I admired the writing, but I found precious little to like in the portraits the author paints, or the situations the characters inhabit. One tries to like Nick, and there is a lot about him that is good, especially his love and depth of understanding for art and beauty -- which he recognizes, to his sorrow, are not shared by the people around him who have the power to acquire whatever they want, and for whom art is a symbol of wealth, power, and a means of exchange.
An interview with Peter Rose of The Australian Book Review talks about the intersections between the world of this book and the author's own life, something any reader of this novel will be curious about. Hollinghurst did go to Oxford; he is gay; and says as a young man he was indeed something like Nick, the young protagonist of the book. But the author says he's never even been inside one of the Kensington mansions he describes so vividly in his book. His goal was to write a book about the times - the 1980s - both in terms of the political atmosphere of Thatcher's Britain, and what was happening in the lives of homosexuals as AIDS first became known as a threat, and then as gay men first began dying of it.
"It's a book about decadence. It's about the lure of
the aesthetic life, but also its dangers. Nick lives in a world of his
own sexual preoccupations. I hope the reader is aware of the terrible
things happening outside the scope of the novel."
Another interview, in the Guardian, took place the day after Hollinghurst won the Booker, and has more details about his career and the uncomfortable label of "gay writer" that has been attached to his name.
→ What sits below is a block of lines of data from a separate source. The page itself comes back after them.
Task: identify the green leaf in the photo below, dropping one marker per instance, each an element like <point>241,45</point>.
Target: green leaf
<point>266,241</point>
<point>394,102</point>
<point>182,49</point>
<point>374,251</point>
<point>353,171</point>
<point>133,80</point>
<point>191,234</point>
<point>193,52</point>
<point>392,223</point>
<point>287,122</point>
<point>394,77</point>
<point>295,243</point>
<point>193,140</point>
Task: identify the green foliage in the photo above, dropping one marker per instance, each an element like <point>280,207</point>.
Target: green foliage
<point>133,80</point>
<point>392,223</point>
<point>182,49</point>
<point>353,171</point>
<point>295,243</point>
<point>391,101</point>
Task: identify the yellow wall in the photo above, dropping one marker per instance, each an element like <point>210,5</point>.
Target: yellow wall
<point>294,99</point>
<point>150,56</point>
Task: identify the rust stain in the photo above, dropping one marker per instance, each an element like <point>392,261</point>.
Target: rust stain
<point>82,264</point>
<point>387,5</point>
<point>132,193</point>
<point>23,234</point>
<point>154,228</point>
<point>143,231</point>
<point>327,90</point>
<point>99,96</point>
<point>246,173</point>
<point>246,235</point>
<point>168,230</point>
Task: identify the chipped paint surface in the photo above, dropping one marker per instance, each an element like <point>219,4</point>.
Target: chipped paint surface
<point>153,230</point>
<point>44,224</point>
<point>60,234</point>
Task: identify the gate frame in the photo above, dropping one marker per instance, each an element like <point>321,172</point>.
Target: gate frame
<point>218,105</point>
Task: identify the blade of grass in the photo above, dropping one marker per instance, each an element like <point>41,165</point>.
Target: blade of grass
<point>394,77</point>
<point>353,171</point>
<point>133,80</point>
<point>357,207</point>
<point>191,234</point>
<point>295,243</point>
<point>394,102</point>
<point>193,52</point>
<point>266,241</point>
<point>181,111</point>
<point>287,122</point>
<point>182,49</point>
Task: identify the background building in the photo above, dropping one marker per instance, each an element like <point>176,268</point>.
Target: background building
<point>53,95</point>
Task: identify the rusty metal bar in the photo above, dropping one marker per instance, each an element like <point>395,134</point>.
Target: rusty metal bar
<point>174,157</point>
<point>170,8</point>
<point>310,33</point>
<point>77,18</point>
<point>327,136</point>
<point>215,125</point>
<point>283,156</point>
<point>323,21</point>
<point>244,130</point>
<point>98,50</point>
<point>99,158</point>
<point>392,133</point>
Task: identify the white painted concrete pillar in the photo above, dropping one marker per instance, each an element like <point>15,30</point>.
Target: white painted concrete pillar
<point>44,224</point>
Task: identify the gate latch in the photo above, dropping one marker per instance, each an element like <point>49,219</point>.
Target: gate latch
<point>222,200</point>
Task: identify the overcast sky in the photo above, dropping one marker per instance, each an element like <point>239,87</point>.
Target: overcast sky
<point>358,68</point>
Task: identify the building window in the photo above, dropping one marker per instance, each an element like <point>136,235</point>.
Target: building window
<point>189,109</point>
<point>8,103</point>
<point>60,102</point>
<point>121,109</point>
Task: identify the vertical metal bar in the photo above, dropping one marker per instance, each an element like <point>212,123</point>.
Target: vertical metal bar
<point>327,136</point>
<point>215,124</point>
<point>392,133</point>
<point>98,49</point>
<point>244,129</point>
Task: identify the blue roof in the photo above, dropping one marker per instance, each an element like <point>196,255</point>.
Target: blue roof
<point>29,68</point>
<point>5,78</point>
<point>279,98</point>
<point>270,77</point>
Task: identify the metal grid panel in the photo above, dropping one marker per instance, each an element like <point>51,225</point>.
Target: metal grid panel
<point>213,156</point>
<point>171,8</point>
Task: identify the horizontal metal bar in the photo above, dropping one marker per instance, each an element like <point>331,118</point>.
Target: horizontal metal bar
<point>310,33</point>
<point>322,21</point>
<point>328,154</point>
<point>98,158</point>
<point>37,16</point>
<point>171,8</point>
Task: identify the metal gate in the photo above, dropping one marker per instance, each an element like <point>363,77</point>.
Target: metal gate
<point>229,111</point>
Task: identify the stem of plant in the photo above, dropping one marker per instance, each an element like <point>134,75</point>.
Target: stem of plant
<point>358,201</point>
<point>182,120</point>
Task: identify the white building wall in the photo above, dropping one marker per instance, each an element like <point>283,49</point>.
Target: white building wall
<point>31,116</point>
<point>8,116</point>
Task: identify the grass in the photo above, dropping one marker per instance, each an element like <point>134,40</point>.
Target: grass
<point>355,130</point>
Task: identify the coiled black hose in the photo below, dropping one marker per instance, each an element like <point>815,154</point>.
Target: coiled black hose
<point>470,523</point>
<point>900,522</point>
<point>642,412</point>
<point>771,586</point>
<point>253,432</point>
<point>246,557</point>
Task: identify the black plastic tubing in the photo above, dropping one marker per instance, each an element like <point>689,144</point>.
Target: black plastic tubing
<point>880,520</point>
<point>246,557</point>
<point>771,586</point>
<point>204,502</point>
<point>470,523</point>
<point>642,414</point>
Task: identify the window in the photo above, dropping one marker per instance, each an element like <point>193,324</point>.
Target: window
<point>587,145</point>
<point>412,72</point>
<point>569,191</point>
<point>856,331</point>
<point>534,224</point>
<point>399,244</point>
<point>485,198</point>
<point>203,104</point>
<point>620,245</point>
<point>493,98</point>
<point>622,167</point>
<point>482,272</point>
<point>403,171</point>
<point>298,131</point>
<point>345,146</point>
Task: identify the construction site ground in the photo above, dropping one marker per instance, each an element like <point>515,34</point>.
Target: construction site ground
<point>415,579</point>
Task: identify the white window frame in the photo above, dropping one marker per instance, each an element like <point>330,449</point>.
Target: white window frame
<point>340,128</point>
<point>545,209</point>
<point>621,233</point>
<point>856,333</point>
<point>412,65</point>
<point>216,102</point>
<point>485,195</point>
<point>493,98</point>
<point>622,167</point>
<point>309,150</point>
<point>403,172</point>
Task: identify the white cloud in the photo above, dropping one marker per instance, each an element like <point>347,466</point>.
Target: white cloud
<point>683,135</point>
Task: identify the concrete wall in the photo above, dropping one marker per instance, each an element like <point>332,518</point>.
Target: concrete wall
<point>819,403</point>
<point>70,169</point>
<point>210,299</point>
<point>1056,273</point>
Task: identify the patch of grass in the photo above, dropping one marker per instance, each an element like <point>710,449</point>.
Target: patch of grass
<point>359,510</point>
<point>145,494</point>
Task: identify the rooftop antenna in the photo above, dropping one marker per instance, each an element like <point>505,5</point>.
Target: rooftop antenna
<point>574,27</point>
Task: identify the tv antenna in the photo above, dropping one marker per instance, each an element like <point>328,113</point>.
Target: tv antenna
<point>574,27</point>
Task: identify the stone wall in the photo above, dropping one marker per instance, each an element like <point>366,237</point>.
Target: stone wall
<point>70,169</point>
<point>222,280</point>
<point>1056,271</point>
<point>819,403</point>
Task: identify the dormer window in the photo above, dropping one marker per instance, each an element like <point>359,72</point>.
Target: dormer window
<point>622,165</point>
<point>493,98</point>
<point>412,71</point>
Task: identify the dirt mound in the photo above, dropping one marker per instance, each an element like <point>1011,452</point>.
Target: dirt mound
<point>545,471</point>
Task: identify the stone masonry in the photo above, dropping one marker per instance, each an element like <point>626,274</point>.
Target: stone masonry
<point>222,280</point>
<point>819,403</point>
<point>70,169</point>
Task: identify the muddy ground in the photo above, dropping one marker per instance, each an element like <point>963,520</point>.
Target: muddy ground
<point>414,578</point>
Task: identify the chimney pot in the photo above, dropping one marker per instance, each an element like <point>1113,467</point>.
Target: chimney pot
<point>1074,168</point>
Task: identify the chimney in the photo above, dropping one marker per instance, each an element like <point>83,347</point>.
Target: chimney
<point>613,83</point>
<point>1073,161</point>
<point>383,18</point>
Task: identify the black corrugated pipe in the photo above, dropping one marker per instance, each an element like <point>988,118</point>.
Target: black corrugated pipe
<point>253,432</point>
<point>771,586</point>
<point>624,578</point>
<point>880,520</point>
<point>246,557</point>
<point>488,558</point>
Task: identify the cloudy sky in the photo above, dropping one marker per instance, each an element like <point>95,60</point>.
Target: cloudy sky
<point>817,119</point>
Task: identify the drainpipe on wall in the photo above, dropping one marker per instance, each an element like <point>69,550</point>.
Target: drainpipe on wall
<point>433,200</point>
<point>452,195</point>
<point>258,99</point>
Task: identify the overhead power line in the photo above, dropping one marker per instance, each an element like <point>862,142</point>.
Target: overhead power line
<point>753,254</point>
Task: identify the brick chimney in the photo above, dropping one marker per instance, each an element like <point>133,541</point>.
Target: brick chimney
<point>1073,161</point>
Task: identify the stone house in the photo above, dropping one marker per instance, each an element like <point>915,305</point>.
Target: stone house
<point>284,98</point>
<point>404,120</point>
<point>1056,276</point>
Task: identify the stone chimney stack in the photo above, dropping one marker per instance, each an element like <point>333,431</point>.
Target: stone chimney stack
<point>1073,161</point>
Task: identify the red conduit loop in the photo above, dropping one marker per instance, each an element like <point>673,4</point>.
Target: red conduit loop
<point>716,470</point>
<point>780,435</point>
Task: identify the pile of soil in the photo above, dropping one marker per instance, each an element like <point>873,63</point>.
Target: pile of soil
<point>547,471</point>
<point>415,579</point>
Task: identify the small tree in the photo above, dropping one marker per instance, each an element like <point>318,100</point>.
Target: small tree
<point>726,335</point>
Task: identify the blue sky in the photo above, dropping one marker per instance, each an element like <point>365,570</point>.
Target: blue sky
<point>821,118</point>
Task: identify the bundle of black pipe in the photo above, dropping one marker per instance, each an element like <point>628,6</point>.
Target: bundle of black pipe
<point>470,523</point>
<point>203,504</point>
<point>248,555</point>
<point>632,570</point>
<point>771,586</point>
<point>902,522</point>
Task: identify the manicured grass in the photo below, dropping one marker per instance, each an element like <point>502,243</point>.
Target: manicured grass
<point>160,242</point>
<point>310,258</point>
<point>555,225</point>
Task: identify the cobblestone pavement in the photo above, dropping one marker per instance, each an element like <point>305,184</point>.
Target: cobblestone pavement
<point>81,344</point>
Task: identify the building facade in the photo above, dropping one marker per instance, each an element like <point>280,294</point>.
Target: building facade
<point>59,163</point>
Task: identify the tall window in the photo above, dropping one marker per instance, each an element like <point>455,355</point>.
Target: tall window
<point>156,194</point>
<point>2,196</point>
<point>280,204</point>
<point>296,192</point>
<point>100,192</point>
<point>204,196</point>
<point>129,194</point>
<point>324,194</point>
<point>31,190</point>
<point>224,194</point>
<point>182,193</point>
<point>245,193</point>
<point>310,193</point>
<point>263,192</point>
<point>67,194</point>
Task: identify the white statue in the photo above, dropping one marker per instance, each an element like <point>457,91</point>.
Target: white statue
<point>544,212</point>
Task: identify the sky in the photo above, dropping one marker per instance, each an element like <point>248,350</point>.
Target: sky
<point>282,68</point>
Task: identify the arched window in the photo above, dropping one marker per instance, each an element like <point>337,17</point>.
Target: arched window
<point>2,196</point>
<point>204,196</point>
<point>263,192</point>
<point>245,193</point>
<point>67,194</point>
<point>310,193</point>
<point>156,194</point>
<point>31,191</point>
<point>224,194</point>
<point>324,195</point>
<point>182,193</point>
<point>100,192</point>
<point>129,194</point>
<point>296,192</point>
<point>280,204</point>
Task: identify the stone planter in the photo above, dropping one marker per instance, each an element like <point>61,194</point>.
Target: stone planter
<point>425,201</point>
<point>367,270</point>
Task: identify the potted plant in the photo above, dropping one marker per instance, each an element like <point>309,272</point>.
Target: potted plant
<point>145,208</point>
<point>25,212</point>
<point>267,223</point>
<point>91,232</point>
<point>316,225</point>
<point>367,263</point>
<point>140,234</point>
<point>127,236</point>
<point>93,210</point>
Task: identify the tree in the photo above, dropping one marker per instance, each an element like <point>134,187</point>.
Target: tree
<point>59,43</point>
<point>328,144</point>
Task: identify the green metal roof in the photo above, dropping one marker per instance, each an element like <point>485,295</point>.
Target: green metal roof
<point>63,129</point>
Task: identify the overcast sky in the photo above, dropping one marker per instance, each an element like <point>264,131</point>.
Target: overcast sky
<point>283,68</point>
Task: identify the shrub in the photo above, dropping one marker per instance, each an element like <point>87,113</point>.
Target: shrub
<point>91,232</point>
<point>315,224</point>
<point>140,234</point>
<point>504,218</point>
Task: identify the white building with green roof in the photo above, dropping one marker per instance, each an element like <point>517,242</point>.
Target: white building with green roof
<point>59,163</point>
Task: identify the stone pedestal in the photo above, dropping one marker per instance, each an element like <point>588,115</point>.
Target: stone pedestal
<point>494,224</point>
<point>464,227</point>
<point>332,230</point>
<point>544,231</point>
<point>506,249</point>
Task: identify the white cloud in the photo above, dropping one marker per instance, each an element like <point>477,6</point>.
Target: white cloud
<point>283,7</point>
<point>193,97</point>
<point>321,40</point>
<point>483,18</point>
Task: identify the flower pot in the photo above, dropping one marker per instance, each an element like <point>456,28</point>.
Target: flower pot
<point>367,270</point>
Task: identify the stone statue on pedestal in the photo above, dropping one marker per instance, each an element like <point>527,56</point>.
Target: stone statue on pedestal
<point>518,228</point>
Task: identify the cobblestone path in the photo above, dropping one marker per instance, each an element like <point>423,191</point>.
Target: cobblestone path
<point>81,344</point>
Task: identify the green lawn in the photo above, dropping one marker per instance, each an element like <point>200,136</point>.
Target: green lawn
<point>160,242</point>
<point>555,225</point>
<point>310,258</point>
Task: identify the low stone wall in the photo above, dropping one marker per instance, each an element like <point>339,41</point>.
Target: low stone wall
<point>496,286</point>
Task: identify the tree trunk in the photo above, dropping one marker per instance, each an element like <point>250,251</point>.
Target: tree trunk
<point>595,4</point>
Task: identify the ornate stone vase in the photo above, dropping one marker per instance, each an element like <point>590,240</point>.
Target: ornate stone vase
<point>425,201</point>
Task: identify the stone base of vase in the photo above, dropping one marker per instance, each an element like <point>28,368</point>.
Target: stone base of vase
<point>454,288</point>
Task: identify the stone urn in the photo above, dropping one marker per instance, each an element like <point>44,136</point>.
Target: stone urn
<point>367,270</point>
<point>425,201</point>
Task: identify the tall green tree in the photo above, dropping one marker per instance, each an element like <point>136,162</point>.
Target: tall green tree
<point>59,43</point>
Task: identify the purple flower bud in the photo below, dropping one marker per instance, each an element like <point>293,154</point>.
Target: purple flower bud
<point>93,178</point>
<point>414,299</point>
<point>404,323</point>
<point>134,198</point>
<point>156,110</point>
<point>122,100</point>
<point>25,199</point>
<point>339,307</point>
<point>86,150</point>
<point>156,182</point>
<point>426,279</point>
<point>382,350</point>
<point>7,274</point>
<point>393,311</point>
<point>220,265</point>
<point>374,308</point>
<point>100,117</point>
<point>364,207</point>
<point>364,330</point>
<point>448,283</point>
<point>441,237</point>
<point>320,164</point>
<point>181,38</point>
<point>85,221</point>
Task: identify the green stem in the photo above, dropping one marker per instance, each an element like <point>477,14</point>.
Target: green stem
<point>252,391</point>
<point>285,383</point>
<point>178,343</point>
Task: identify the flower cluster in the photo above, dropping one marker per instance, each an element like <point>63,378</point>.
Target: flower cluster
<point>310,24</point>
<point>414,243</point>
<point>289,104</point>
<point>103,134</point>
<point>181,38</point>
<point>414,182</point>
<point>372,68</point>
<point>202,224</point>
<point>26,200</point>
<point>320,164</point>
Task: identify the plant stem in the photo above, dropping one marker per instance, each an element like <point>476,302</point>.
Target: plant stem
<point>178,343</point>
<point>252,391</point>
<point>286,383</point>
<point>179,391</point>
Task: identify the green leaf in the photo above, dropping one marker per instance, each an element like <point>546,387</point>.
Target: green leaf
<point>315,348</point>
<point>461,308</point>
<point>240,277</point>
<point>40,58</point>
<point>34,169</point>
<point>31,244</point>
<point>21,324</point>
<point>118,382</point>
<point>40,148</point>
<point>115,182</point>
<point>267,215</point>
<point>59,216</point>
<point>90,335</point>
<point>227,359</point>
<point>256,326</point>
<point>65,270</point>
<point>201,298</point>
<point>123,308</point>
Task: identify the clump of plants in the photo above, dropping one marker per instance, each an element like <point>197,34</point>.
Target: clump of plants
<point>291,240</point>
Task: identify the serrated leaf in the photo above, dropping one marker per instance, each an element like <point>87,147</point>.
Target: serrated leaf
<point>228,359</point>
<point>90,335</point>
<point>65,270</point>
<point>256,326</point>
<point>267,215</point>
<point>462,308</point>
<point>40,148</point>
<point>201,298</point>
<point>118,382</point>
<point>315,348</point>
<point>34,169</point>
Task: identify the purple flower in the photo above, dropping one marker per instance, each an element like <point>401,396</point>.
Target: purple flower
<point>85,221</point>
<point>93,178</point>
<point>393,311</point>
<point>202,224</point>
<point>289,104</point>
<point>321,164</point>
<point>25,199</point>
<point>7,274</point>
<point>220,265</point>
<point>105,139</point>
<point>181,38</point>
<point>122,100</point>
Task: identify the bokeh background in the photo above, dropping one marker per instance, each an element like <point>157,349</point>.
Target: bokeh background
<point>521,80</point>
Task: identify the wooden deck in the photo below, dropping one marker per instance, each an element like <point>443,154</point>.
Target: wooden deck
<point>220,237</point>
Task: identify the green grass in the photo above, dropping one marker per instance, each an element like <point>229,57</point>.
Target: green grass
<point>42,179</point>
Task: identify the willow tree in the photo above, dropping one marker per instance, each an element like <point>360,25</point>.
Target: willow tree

As I read the book, and now, reading these interviews, I'm disturbed by some stereotyping. For one thing, Hollinghurst is labeled and pigeon-holed, as is the book itself, into some category of "gay fiction" which demeans it just as much as books that are labeled as "women's fiction" or "black fiction". The book is an important portrait of at least three major aspects of the 1980s: the AIDS crisis, the political world during Thatcher's time as PM, and the rise of extreme wealth, decadence, and self-centeredness which marked the 1980s and are still with us today. But because I have been writing so much myself about the issues of gay rights and have seen so clearly what opponents use as their weapons, I know that the book's portrayals of insensitive, irresponsible promiscuity and drug use, while perhaps accurate for their time, add fuel to the arguments of those who want to condemn homosexuality and homosexuals in general. Furthermore, Nick's lover Wani - perhaps the most decadent character in the book - is the son of a Lebanese father who fled Beirut and moved to London, became fabulously wealthy, and received an honorary title of "Lord" - yet the son (another Oxford graduate) spends incredible sums of money, indulges in the riskiest kinds of sex, keeps a "pretend" girlfriend, and consumes enormous quantities of cocaine. It may reflect a significant aspects of British culture in the 1980s, but if that isn't a stereotype - and an unhelpful one for these times - I don't know what is. In order to win such a prestigious prize, shouldn't the author be able to deal with these subjects with more nuance? Or is that, perhaps, his point - that in 1980s London (or even now?) there was no nuance: this is how these particular "types" of people were perceived, and that is what he wants to show us?
Although the critics seem to have focused on the themes of gay sex and the decadence and corruption of the wealthy, what I found most interesting and moving about the book was, in fact, the subtext alluded to in the title: a sensitive person's response to art, and the question of whether art can, in fact, save us. The very best passage in the book, for me, takes place during a concert in the Kensington house where Nick lives - the home of a wealthy MP and his family; Nick was secretly in love with the straight son of this family when he was at Oxford. The concert is being put on by the MP as a way to impress guests, and the musician is a young female Russian pianist who he "discovered". We hear everyone's reaction - their boredom, their ignorance of the music, their false reasons for promoting it and attending it, and it is a painfully accurate description - as I learned during my own days on the board of a fine arts organization - of how many wealthy people use art to further their own ends. But at the same time, we also hear Nick's running commentary on the woman's playing of the particular pieces - and it shows us his knowledge, his love, his compassion for the challenges faced by the musician, and his own emotional response and understanding of that, too. In this music, Nick finds what he seems to have been looking for in sex and in drugs and in rubbing up against wealth.
So I had high hopes, for a few more pages. But Nick can't hold onto it, and his world slowly unravels -- and that, perhaps, is an accurate portrait of our times too, and not a stereotype at all.